数字は嘘をつきません。自分の現状を客観的に把握し、改善サイクルを回し続けることが、売上安定への一番の近道です。

売上安定は「お客様の満足」の証

ここまで、売上が安定するセラピストが意識していることを具体的に見てきました。これらを一言でまとめると、「お客様に最高の価値を提供し、その結果として継続的に選ばれる仕組みを構築している」ということです。

売上安定は、単にお金がたくさん入ってくるというだけでなく、お客様から「あなたじゃなきゃダメ」と選ばれ続けている証拠です。それは、セラピストとしてのやりがいや自信にも直結します。

もちろん、すぐに全てを完璧にこなすのは難しいかもしれません。しかし、一つ一つの意識を変え、行動に移していくことで、着実にあなたの売上は安定していきます。今日からできる小さな一歩からで良いので、ぜひ実践してみてください。

今すぐできる3つの一歩

売上安定のために、今日からすぐに始められることを3つご紹介します。

  1. 施術後のお客様への感謝とフィードバックメールを送る:施術後24時間以内に、今日の施術内容とお客様の感想を交えながら感謝の気持ちを伝える。簡単なセルフケアのアドバイスを添えると効果的です。
  2. お客様の「本当の悩み」を深掘りする質問を3つ考える:「今日はどこが辛いですか?」だけでなく、「その辛さで、日常生活で困っていることはありますか?」「どうなったら、一番嬉しいですか?」など、お客様の潜在的なニーズを引き出す質問を事前に準備しておきましょう。
  3. 自分の得意な施術を1つに絞り、その施術の魅力を30秒で説明できるように練習する:「私は〇〇の施術が得意で、特に〇〇のお悩みの方には、こんな効果が期待できます」と自信を持って伝えられるように準備しましょう。

これらの小さな一歩が、あなたの売上を安定させる大きな力になります。
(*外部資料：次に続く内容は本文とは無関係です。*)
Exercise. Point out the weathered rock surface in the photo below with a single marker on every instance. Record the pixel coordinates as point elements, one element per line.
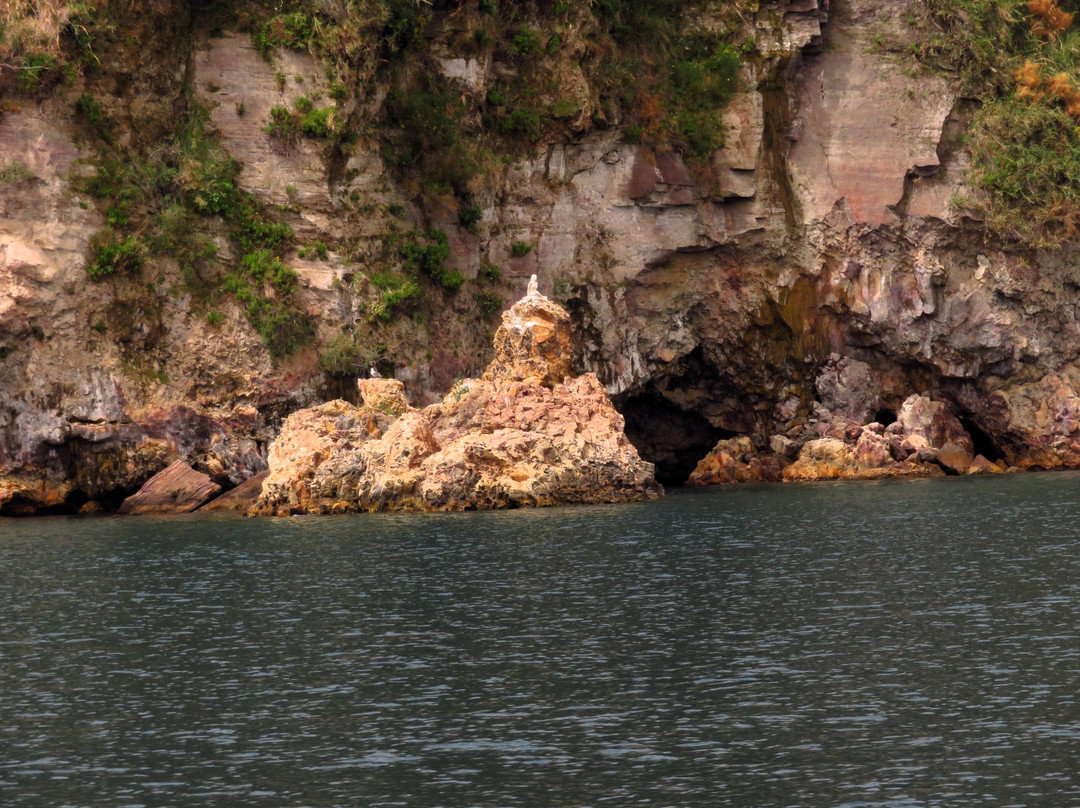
<point>239,499</point>
<point>523,434</point>
<point>817,281</point>
<point>736,460</point>
<point>176,489</point>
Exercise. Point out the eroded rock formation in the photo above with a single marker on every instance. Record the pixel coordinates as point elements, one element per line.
<point>814,273</point>
<point>525,433</point>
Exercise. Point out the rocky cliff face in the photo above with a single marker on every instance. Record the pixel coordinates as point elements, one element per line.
<point>526,433</point>
<point>716,301</point>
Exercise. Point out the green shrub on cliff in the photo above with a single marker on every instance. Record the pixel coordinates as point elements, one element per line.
<point>112,254</point>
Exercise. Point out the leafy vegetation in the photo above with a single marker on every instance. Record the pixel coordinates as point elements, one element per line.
<point>165,203</point>
<point>1024,62</point>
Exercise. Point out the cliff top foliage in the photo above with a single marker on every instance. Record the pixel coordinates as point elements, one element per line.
<point>566,66</point>
<point>1022,61</point>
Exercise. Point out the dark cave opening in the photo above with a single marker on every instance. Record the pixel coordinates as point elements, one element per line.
<point>672,439</point>
<point>983,443</point>
<point>885,416</point>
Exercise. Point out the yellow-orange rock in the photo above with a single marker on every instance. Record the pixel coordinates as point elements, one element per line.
<point>734,460</point>
<point>28,492</point>
<point>523,434</point>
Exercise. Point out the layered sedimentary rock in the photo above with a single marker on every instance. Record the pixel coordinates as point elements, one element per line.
<point>815,266</point>
<point>523,434</point>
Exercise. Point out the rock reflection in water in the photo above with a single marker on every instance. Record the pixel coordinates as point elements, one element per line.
<point>899,644</point>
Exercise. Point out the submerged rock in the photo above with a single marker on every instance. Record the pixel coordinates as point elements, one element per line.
<point>176,489</point>
<point>238,499</point>
<point>523,434</point>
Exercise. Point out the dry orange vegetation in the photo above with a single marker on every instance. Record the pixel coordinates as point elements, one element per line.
<point>1035,85</point>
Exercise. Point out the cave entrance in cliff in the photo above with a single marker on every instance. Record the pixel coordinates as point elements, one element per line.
<point>672,439</point>
<point>982,442</point>
<point>885,417</point>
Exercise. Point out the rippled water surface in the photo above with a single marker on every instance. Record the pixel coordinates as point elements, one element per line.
<point>894,644</point>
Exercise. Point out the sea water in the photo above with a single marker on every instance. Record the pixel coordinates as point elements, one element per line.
<point>907,643</point>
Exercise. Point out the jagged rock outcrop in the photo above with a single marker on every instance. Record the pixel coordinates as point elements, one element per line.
<point>736,460</point>
<point>805,285</point>
<point>524,433</point>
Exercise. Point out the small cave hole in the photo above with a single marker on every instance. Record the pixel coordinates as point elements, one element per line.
<point>885,417</point>
<point>983,443</point>
<point>672,439</point>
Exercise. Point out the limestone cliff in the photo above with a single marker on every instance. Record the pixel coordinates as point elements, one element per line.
<point>717,298</point>
<point>525,433</point>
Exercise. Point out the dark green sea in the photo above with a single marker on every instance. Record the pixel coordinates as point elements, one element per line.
<point>894,644</point>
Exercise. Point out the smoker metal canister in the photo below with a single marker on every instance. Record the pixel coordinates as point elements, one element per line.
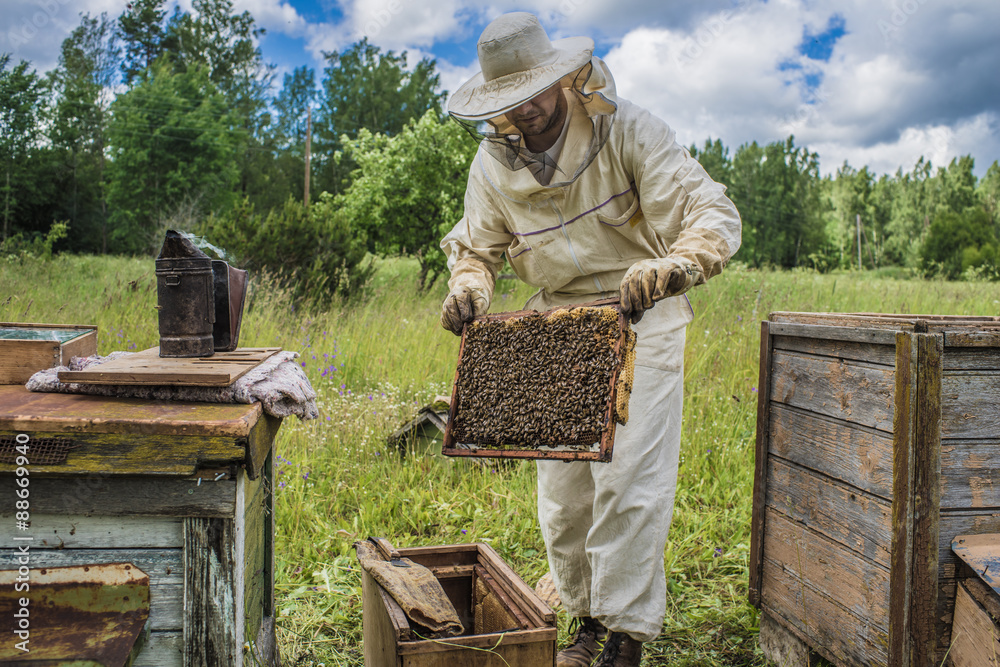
<point>185,293</point>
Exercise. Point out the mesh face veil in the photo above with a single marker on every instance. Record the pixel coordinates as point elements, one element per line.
<point>591,106</point>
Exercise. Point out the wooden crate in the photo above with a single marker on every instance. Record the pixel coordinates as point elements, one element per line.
<point>28,348</point>
<point>504,619</point>
<point>878,441</point>
<point>183,491</point>
<point>975,631</point>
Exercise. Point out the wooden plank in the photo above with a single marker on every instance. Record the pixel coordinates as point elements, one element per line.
<point>860,456</point>
<point>128,454</point>
<point>162,649</point>
<point>209,582</point>
<point>852,392</point>
<point>760,480</point>
<point>925,631</point>
<point>164,567</point>
<point>848,639</point>
<point>75,531</point>
<point>847,515</point>
<point>975,636</point>
<point>107,496</point>
<point>22,411</point>
<point>903,460</point>
<point>970,474</point>
<point>810,558</point>
<point>149,368</point>
<point>863,350</point>
<point>969,403</point>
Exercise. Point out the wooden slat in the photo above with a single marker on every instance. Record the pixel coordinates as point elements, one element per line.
<point>760,465</point>
<point>872,353</point>
<point>164,567</point>
<point>860,456</point>
<point>851,392</point>
<point>107,496</point>
<point>844,514</point>
<point>925,630</point>
<point>850,640</point>
<point>969,405</point>
<point>809,558</point>
<point>149,368</point>
<point>975,636</point>
<point>56,531</point>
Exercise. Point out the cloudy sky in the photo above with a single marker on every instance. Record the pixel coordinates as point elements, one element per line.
<point>876,82</point>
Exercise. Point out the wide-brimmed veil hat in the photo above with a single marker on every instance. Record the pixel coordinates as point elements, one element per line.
<point>518,61</point>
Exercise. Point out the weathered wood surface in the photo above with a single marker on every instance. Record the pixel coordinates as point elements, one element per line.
<point>859,456</point>
<point>127,454</point>
<point>855,583</point>
<point>56,531</point>
<point>883,354</point>
<point>853,392</point>
<point>859,521</point>
<point>22,411</point>
<point>164,567</point>
<point>107,496</point>
<point>760,480</point>
<point>849,639</point>
<point>211,630</point>
<point>975,635</point>
<point>149,368</point>
<point>162,649</point>
<point>970,405</point>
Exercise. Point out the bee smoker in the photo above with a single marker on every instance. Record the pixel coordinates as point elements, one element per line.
<point>199,300</point>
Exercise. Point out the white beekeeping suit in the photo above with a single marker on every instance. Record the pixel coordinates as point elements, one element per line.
<point>615,204</point>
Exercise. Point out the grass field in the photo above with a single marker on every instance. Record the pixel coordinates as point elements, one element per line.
<point>374,361</point>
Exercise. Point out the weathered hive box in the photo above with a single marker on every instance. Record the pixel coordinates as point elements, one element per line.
<point>182,491</point>
<point>505,621</point>
<point>878,441</point>
<point>975,631</point>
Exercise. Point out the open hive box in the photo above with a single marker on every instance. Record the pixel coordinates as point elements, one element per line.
<point>546,385</point>
<point>505,621</point>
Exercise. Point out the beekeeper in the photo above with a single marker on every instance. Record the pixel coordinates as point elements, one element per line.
<point>590,196</point>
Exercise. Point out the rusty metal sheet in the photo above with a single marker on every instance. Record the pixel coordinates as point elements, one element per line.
<point>22,410</point>
<point>94,614</point>
<point>982,554</point>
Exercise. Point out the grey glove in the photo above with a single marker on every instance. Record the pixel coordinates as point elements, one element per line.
<point>461,305</point>
<point>650,280</point>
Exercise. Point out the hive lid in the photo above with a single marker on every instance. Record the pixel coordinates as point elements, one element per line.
<point>982,554</point>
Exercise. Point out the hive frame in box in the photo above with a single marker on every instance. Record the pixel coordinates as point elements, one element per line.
<point>606,444</point>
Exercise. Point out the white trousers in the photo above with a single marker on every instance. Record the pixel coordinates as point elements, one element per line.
<point>605,524</point>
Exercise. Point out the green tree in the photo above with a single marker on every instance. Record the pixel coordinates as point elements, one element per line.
<point>171,146</point>
<point>22,112</point>
<point>409,189</point>
<point>82,82</point>
<point>364,88</point>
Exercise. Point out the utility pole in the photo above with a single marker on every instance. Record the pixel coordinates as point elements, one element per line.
<point>305,197</point>
<point>859,241</point>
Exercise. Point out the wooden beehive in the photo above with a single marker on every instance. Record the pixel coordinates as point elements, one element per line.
<point>535,387</point>
<point>183,491</point>
<point>28,348</point>
<point>505,621</point>
<point>878,441</point>
<point>975,630</point>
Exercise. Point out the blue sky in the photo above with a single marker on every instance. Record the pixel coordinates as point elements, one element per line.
<point>878,83</point>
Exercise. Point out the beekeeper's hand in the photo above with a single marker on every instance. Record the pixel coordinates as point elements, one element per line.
<point>463,304</point>
<point>649,280</point>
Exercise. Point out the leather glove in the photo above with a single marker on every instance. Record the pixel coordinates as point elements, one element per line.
<point>650,280</point>
<point>461,305</point>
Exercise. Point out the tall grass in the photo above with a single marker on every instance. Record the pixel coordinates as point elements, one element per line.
<point>374,361</point>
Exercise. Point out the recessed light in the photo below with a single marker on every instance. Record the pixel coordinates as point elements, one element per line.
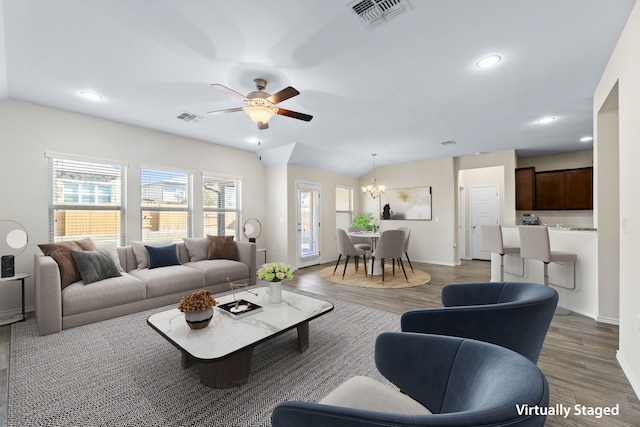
<point>488,61</point>
<point>545,120</point>
<point>92,96</point>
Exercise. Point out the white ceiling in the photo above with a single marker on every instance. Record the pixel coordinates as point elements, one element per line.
<point>398,90</point>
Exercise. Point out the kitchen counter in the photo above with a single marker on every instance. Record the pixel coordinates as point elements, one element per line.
<point>582,242</point>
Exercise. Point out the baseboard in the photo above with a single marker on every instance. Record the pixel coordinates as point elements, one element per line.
<point>608,320</point>
<point>635,382</point>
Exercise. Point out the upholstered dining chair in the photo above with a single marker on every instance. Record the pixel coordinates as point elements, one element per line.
<point>515,315</point>
<point>363,242</point>
<point>439,381</point>
<point>407,233</point>
<point>390,246</point>
<point>346,247</point>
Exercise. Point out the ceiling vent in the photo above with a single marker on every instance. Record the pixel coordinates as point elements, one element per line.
<point>188,117</point>
<point>373,13</point>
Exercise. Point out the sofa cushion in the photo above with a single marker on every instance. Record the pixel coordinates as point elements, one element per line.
<point>61,253</point>
<point>140,251</point>
<point>217,270</point>
<point>78,298</point>
<point>162,256</point>
<point>370,395</point>
<point>95,265</point>
<point>170,280</point>
<point>197,247</point>
<point>221,247</point>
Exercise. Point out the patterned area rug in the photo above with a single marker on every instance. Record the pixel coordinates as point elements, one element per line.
<point>122,373</point>
<point>352,278</point>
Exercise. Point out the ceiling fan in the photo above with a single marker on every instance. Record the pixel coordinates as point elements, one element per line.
<point>261,106</point>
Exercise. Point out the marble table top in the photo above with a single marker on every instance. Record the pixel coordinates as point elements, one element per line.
<point>226,335</point>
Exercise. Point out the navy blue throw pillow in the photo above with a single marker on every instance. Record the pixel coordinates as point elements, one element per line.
<point>162,256</point>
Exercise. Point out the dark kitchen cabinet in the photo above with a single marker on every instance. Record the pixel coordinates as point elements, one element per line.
<point>550,190</point>
<point>525,189</point>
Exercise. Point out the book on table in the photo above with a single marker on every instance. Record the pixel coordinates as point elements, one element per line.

ぜひ、今日から実践してみてください。

皐月 未来
売上が安定しないのは、決してあなたの努力が足りないわけではありません。ただ、少し視点を変え、行動の仕方を工夫するだけで、結果は大きく変わります。私自身も、多くの失敗と学びを繰り返しながら、今の安定を手に入れました。今日お話ししたことが、あなたの未来を切り開くきっかけになれば嬉しいです。一歩ずつ、確実に進んでいきましょう!